- Movie poster
- Directed by: Ringo Le
- Written by: Ringo Le
- Produced by: Marisa Thu Le; Ringo Le; Quentin Lee; Nicholas Brendon; Edward Gunawan; Jonathan Lisecki;
- Starring: Jonathan Lisecki Nicholas Brendon
- Cinematography: Len Borruso
- Edited by: Augie Robles
- Music by: Steven Pranoto
- Production companies: Margin Films Add Word Productions
- Distributed by: TLA Releasing
- Release dates: 22 June 2013 (Frameline Film Festival); 23 May 2014 (USA);
- Running time: 85 minutes
- Country: United States
- Language: English

= Big Gay Love =

Big Gay Love is a 2013 American comedy film written and directed by Ringo Le and produced by Quentin Lee and Marisa Le. The story centers on Bob (Jonathan Lisecki), an overweight gay man who overcomes discrimination and insecurity based on his looks to find love in the form of a chef named Andy (Nicholas Brendon).

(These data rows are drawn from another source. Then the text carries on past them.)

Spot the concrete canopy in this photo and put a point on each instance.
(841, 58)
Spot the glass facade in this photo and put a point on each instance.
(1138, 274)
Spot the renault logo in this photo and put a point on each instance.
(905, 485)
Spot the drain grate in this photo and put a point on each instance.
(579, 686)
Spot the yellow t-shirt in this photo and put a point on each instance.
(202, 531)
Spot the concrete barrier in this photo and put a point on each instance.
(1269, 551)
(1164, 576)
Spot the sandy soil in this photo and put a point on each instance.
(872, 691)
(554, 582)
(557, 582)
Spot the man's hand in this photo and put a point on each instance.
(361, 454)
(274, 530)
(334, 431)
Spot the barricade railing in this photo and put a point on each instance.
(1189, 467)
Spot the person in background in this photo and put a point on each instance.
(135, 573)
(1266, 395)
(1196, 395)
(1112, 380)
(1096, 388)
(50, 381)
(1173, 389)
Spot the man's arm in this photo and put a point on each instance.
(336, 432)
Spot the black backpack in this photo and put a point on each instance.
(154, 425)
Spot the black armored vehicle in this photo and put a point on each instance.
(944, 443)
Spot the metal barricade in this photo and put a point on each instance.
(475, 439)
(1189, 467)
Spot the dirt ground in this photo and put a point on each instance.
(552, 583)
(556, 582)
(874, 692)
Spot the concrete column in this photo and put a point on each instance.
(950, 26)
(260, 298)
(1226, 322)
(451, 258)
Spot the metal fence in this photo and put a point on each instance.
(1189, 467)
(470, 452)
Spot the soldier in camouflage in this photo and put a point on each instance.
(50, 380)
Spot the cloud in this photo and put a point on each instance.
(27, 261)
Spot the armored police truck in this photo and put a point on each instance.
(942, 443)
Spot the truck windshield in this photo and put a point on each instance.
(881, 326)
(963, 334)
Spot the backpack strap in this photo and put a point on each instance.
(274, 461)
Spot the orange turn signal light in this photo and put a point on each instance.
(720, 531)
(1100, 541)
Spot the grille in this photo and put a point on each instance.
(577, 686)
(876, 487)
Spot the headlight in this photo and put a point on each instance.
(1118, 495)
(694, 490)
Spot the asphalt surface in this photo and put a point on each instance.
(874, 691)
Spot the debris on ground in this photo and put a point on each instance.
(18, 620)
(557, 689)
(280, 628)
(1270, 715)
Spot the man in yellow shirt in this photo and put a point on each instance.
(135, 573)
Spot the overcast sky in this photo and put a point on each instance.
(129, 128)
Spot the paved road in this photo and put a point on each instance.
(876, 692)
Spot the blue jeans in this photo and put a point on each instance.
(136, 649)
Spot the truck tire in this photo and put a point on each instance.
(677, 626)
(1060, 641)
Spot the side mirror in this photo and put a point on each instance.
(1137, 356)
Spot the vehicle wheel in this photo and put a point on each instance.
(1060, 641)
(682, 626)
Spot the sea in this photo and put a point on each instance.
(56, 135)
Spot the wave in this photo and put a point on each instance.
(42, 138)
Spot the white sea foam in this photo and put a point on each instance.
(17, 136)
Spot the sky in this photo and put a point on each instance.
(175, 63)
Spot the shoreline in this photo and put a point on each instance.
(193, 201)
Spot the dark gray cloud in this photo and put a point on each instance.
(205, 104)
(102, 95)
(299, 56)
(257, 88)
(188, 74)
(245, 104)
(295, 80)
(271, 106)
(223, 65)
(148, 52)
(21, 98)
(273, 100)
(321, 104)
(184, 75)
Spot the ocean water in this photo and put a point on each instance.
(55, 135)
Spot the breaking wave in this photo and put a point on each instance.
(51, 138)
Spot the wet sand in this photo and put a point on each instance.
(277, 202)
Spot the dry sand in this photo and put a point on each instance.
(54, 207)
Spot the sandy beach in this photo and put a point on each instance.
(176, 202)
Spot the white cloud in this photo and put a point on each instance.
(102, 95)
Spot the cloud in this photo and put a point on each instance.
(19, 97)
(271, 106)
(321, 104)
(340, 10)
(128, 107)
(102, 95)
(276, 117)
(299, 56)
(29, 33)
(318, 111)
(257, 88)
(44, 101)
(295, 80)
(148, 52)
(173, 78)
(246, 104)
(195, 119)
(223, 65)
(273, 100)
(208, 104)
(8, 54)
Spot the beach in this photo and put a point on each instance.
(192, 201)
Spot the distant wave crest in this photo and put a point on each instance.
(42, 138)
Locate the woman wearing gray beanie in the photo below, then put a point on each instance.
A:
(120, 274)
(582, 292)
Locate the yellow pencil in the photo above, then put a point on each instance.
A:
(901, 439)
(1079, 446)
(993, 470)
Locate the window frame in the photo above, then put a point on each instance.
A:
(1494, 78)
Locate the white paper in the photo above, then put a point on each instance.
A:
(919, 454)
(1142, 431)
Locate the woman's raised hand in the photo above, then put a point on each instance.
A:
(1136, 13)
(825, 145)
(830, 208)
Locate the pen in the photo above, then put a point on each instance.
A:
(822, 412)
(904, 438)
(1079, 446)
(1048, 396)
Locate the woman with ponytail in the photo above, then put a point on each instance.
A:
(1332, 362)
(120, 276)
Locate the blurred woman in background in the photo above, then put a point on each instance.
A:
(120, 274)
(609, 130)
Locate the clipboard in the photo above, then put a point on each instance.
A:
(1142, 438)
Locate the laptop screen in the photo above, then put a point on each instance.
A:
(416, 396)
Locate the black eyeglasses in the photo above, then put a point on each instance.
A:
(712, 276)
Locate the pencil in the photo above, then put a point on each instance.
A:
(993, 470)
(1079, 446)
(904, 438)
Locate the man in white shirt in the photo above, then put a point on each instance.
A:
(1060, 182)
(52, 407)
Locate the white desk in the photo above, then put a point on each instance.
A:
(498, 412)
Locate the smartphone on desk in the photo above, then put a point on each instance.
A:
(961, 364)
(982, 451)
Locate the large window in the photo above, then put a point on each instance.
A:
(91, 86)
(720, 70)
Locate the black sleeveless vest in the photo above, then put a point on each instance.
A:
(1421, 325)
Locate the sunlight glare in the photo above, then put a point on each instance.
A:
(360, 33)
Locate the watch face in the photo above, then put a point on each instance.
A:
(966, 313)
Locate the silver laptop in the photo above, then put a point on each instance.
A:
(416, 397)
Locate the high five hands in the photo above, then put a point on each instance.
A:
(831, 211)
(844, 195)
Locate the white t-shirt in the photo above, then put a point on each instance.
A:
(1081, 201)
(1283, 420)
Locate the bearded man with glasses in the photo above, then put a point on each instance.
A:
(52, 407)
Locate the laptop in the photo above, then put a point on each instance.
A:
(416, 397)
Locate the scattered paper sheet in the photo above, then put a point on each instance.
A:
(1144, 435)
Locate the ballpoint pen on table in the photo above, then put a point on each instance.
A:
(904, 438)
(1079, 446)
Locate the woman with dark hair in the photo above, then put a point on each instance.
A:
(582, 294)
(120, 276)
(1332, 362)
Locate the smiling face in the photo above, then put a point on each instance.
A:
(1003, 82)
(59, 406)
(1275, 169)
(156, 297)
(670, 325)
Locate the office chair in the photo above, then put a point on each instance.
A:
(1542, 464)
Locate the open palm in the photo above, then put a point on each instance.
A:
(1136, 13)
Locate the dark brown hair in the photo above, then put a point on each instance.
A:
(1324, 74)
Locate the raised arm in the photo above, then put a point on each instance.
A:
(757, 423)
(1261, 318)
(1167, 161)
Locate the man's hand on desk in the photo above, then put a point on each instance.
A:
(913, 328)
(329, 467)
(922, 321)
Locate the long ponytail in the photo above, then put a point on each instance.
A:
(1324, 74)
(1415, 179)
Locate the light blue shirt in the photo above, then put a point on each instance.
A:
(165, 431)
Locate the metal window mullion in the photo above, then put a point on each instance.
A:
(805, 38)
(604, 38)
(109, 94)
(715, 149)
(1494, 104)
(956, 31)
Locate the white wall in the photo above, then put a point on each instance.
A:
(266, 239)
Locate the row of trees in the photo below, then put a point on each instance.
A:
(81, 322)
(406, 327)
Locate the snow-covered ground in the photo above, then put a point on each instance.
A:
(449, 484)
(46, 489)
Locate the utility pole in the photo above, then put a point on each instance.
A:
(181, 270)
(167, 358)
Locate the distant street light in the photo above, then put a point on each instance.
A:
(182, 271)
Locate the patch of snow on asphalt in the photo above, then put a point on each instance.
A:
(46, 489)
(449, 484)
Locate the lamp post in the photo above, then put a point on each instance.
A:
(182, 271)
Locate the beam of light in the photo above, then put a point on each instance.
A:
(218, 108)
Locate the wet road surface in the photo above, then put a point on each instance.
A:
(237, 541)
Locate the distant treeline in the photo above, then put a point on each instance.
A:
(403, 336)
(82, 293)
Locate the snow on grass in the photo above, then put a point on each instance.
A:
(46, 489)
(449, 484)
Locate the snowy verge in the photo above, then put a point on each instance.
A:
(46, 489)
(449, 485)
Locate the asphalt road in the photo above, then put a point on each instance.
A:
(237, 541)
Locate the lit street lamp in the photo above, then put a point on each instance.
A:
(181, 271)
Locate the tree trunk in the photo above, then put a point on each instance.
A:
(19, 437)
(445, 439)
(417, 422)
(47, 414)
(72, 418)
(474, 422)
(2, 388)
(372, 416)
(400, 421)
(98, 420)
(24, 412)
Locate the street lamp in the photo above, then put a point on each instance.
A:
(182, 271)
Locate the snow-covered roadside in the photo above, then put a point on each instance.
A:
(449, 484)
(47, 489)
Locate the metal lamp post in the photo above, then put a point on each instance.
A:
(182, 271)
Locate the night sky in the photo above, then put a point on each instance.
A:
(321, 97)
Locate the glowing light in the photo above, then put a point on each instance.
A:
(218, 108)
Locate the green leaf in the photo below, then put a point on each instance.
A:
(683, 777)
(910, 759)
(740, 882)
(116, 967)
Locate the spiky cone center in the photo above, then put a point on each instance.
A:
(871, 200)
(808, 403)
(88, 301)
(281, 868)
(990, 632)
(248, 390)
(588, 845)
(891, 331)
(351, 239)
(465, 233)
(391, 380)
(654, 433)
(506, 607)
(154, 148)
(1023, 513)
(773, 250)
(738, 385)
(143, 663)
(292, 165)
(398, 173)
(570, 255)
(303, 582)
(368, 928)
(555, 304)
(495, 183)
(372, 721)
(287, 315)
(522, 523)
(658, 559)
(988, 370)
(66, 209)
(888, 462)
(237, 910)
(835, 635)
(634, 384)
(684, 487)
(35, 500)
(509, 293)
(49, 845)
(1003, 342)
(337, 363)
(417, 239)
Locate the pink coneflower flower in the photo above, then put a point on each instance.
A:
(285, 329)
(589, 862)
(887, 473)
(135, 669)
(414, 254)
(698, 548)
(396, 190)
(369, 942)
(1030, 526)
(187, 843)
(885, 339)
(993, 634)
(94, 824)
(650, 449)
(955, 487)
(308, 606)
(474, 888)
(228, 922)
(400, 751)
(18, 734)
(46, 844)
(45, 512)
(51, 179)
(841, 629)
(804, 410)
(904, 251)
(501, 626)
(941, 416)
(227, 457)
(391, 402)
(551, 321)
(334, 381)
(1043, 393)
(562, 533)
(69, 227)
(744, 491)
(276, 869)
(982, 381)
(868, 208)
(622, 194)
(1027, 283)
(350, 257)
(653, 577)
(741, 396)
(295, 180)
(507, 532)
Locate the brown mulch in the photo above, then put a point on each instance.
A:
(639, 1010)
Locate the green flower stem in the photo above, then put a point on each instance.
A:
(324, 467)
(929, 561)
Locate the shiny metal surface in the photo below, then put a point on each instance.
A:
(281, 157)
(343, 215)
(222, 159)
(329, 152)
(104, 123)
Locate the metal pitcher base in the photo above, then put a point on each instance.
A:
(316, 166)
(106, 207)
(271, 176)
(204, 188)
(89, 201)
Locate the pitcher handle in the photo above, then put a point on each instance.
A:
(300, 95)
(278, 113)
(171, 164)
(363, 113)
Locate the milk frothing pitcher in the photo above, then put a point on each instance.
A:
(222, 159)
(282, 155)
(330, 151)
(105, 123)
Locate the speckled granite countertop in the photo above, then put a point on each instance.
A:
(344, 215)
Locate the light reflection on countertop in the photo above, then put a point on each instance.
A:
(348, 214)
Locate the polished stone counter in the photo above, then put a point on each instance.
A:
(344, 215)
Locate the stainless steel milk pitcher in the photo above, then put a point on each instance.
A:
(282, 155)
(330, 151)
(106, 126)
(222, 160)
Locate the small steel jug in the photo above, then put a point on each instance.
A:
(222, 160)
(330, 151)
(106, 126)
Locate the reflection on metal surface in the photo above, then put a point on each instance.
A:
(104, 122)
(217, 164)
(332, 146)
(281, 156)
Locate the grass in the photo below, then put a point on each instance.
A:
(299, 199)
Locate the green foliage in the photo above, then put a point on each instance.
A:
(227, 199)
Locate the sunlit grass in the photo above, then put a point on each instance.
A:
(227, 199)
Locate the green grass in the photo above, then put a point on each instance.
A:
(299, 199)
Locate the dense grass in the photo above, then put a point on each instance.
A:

The film was funded through Kickstarter and reached its goal on 23 March 2013.

==Cast==
- Jonathan Lisecki as Bob
- Nicholas Brendon as Andy
- Ann Walker as Betty
- Ethan Le Phong as Chase (as Phong Truong)
- Todd Stroik as Aidan
- Ken Takemoto as Mr. Tran
- Drew Droege as Dan#1
- Amy Hill as Dr. Barrenbottom
- Jason Stuart as Dan#2
- Karina Bonnefil as Billy Gene
- Jeffrey Damnit as Rambo
- Harvey Guillén as Brian
- Ina-Alice Kopp as Lana
- Jesse James Rice as Tag
- Reed Schiff as jazz pianist

==Reception==
Big Gay Love premiered at the Frameline Film Festival and then screened at Outfest, Philadelphia QFest, and the Palm Springs Cinema Diverse Film Festival where it was named Festival Favourite Film.

David Lewis of the San Francisco Chronicle praised Lisecki's performance, calling it "an emotionally naked performance"'.

Gary Goldstein of the Los Angeles Times considered: "There’s a sweet, funny, universal story hiding in the corners of the discombobulated comedy 'Big Gay Love'. Writer-director Ringo Le seems aware of his thematic intentions, but he's fuzzy on how to execute them. The result is a thin, wanly structured film that, after an OK start, stumbles about, filling time until its foregone conclusion."